Yes, we all know how to read Wikipedia...
Now, in order to write a program `P' that obfuscates code in a way that
statements are replaced by more complex code (e.g., function calls) that
computes the same as the original code for any given input, that program
`P' must be able to recognize, for example, a set of statements that is an
implementation of the squaring function as such a program `p'.

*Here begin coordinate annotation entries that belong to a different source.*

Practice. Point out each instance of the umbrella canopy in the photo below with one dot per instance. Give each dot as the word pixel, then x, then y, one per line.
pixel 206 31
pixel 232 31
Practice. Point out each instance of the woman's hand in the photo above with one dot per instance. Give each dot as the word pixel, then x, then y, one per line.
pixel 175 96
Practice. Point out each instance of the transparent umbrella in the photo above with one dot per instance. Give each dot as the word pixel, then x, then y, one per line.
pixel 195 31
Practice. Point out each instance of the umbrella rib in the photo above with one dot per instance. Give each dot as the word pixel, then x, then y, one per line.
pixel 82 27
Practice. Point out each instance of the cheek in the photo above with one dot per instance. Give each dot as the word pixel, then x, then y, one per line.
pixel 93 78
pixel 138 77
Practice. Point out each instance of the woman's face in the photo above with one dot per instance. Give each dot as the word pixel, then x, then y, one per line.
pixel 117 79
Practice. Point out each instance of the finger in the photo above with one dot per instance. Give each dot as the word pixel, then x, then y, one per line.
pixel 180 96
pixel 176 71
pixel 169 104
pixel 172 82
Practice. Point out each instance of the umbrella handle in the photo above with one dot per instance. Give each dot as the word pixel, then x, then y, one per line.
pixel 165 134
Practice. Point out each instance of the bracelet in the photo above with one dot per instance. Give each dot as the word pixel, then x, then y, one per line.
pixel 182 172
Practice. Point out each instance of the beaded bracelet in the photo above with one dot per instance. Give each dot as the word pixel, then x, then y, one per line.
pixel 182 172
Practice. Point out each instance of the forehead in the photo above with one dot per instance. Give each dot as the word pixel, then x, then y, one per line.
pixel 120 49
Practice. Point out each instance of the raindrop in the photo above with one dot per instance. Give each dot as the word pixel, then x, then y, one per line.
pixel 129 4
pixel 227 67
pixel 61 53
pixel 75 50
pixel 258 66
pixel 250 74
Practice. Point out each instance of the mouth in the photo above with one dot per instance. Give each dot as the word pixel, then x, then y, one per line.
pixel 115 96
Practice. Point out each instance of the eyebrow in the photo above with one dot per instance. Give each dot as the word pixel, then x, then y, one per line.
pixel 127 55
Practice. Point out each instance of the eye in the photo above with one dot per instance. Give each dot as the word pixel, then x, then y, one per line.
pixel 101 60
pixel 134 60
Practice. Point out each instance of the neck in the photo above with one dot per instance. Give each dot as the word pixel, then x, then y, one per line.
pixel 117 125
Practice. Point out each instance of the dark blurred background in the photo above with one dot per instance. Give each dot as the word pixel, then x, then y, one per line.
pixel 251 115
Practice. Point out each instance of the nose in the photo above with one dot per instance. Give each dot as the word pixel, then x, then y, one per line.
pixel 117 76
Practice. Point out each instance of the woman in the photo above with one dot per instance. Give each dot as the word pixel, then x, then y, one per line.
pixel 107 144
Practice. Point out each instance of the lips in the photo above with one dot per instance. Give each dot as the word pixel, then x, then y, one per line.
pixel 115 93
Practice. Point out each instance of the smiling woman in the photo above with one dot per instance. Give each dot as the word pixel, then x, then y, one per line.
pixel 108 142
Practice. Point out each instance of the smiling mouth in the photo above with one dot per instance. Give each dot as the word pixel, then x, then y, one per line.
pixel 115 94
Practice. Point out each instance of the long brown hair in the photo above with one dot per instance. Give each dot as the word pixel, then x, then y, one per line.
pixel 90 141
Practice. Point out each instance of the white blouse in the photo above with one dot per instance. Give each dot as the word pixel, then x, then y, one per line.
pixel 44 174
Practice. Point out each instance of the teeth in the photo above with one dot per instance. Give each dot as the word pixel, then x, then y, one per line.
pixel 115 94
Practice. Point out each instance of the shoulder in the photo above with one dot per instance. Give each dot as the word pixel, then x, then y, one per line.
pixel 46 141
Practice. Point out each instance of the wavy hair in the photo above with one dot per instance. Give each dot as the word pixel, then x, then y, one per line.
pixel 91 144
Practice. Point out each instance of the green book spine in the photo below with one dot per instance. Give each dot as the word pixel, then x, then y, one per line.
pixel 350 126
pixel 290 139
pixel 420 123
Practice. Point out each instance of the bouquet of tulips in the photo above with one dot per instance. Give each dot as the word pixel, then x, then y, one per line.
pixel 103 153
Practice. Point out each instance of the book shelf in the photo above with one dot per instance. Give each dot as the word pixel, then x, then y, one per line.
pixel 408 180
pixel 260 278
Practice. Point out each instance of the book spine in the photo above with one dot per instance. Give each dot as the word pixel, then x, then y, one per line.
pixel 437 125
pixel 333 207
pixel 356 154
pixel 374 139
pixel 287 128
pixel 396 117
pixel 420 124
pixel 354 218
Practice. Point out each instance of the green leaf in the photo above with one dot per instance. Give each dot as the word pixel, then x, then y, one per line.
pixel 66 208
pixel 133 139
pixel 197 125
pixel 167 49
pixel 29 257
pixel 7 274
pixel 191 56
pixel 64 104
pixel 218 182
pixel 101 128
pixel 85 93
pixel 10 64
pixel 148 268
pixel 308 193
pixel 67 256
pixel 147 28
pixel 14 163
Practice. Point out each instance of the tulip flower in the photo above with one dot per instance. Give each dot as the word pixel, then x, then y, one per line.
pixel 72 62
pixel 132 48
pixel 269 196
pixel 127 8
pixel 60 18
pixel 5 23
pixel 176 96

No, it doesn't have to do that. I could replace every function in the
original program with another that computes the same result, but which
is syntactically more complicated. This does not go very far towards
the OP's goal, though, as I'm sure it would be straightforward to
write code to recognize and reverse this transformation.

Since the
proof above shows that this is not possible, there cannot be such a program
`P' (even if there can be such programs `p' or `t', which was not disputed
before).

Sorry, I don't understand the parenthetical remark. But your
conclusion is clearly based upon a misreading of Rice's Theorem.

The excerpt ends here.